Anleihe mit zwei Laufzeiten

Die Anleihe kommt als Dual-Tranche mit Laufzeiten von fünf und zehn Jahren. Ein Konsortium aus sechs Großbanken – darunter BNP Paribas, Goldman Sachs und Santander – begleitet die Platzierung. Fitch bewertet die Papiere mit ‚A-‚.

Das frische Geld soll in allgemeine Unternehmenszwecke fließen. Offiziell dient es auch als Puffer gegen mögliche Marktverwerfungen durch den Nahost-Konflikt. Rolls-Royce erhöht damit seine finanzielle Flexibilität.

Ausblick bestätigt, Analyst bleibt verhalten

Parallel zur Anleihe bekräftigte das Management die Prognose für das Geschäftsjahr 2026. Der operative Gewinn soll zwischen 4,0 und 4,2 Milliarden Pfund liegen.

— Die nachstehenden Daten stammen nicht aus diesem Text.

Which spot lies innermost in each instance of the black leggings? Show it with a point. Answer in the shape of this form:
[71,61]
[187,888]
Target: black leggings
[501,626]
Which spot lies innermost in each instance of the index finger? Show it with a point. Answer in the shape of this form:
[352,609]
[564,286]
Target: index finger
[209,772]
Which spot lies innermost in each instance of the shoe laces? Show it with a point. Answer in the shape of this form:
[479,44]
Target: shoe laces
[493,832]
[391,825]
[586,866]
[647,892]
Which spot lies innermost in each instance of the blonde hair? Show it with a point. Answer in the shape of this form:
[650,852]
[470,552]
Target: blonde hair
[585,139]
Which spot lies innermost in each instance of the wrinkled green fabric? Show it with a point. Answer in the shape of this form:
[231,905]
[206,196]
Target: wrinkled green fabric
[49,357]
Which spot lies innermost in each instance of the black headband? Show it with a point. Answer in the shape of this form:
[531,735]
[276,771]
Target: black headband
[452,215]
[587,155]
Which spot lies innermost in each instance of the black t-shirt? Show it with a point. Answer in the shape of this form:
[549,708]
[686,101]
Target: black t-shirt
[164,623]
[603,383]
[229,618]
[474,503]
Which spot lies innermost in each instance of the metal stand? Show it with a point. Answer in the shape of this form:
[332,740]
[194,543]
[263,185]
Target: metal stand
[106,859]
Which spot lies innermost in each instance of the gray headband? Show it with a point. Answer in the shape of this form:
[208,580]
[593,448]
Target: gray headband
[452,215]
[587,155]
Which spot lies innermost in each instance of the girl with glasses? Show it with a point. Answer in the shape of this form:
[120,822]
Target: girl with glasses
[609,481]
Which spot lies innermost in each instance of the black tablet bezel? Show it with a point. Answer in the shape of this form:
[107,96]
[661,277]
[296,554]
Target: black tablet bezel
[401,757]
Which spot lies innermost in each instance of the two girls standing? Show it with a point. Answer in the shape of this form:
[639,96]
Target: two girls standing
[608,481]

Der Free Cashflow wird auf 3,6 bis 3,8 Milliarden Pfund taxiert.

Das klingt solide – doch Berenberg-Analyst George McWhirter bleibt vorsichtig. Er hob das Kursziel zwar leicht von 1.250 auf 1.270 Pence an, belässt die Aktie aber auf „Hold“. Seine Sorge: Steigende Treibstoffkosten könnten ab 2027 das lukrative Wartungsgeschäft bremsen.

Aktie in der Konsolidierung

Die Aktie notiert heute bei 14,20 Euro – ein Plus von 0,77 Prozent. Das Jahreshoch liegt bei 15,92 Euro, das Tief bei 9,35 Euro. Der relative Stärkeindex von 52,9 signalisiert eine neutrale Marktlage. Ein klarer Trend ist derzeit nicht erkennbar.

Langfristig stützen zwar Verteidigungsaufträge und die Mini-Reaktortechnologie SMR den Kurs. Kurzfristig bleibt die Frage, wie sich die Energiekosten auf die Margen auswirken. Im Sommer legt Rolls-Royce die Quartalszahlen für das zweite Quartal vor. Sie werden zeigen, ob der operative Cashflow die hohen Erwartungen erfüllt.